Significant negative correlations were also detected between reaction time and the strength of the theta (rs = −0.48, P = 0.001; Fig. 5C) and gamma (rs = −0.41, P = 0.006; Fig. 5D) cortical oscillations for the entire group of children. These findings suggest that children who had stronger theta and gamma occipital cortical oscillations responded both faster and more accurately on the visuospatial processing task. This relationship was not significant when the two groups were tested individually (both Ps > 0.05).

Discussion

Impairments in visuospatial processes are the most common visual-processing deficits found in children with CP (Fazzi et al. 2009; Ortibus et al. 2009; Pueyo et al. 2009; Ego et al. 2015). Nonetheless, we have little understanding of the neural aberrations that may contribute to the altered visuospatial functions seen in the clinic. This study is the first to use MEG to evaluate the oscillatory responses during visuospatial processing in children with CP. Our results showed that the theta and gamma cortical oscillations in the primary visual cortices were weaker in children with CP. Furthermore, the weaker theta and gamma cortical oscillations were linked with degraded performance on the visuospatial processing task. Altogether, these results indicate that altered theta and gamma cortical oscillations likely play a role in the impaired visuospatial processing seen in children with CP.

The occipital theta and gamma cortical oscillation seen in this investigation were consistent with other studies that have used a similar visuospatial processing and attention task (Wiesman, Mills, et al. 2018a; Wiesman, O’Neill, et al. 2018b; Wiesman and Wilson 2019; Lew, O’Neill, et al. 2020a).

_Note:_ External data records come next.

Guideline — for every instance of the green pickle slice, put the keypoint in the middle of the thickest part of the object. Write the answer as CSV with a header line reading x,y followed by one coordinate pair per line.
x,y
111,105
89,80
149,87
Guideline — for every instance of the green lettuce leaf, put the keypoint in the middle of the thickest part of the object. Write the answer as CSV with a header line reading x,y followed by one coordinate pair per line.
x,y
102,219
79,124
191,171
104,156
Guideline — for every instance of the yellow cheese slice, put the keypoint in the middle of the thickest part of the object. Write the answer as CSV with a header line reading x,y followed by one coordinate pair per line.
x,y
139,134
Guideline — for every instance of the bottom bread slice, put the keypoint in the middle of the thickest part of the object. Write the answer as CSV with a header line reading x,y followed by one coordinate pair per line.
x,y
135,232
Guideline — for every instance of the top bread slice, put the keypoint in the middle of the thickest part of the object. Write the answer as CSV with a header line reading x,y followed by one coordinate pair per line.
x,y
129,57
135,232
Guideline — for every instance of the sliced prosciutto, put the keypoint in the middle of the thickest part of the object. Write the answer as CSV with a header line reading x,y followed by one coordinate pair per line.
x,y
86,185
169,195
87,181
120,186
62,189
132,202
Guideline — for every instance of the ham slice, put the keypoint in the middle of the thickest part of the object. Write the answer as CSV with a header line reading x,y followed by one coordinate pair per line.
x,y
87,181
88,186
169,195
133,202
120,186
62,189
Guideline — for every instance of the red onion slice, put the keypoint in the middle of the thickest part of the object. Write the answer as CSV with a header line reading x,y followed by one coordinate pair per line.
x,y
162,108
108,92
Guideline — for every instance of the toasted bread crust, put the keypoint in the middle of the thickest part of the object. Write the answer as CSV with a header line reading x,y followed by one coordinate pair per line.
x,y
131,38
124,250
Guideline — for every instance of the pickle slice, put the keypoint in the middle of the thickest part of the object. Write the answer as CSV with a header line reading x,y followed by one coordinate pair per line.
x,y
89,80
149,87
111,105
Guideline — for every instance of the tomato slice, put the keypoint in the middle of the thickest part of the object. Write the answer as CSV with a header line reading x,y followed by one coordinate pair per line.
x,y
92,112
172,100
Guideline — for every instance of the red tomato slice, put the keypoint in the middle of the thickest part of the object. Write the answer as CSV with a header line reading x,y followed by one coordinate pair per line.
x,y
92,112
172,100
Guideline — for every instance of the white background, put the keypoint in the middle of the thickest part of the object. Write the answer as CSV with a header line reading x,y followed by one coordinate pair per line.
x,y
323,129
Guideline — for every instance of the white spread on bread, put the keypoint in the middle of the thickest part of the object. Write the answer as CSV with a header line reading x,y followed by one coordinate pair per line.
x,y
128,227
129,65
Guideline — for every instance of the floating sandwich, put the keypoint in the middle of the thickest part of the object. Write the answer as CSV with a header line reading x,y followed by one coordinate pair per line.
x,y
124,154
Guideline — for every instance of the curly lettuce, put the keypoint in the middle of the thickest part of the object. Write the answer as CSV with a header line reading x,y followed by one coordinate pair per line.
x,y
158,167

Prior research has suggested that such oscillations are linked with processing of visual information (Bastos et al. 2015; Michalareas et al. 2016; Takesaki et al. 2016; Saleem et al. 2017, and likely play fundamental roles in central nervous system communication, perception, and cognition (Başar et al. 2001). The theta activity is presumed to be representative of object perception and the initial coding of basic visual information (Başar et al. 2001; Makeig et al. 2002; Busch et al. 2009), while the gamma oscillations are thought to be important for attending to the stimulus and perceptual binding (Edden et al. 2009; Muthukumaraswamy and Singh 2013).

One of our most important findings was that, relative to controls, children with CP exhibited markedly blunted occipital theta and gamma cortical oscillations during performance of the visuospatial processing task. The altered theta oscillations imply that the neural populations involved in the perception and initial encoding of visual information were abnormal in the children with CP. Furthermore, we also found weaker gamma oscillations in the children with CP, which supports the notion of altered visual attention function and possibly insufficient parsing of fine visual features. Based on these data, we contend that these aberrant medial occipital oscillations play a prominent role in the visuospatial deficiencies that have been widely described in the clinical literature (Fazzi et al. 2009; Ortibus et al. 2009; Pueyo et al. 2009; Ego et al. 2015). This impression is supported by the behavioral results as well, which showed the children with CP had slower reaction times and made significantly more errors in perceiving the spatial location of the high-contrast visual stimuli. Furthermore, our correlational analysis enhances this argument as the participants with weaker theta and gamma occipital oscillations also tended be less accurate and took longer to identify the spatial location of the visual stimulus.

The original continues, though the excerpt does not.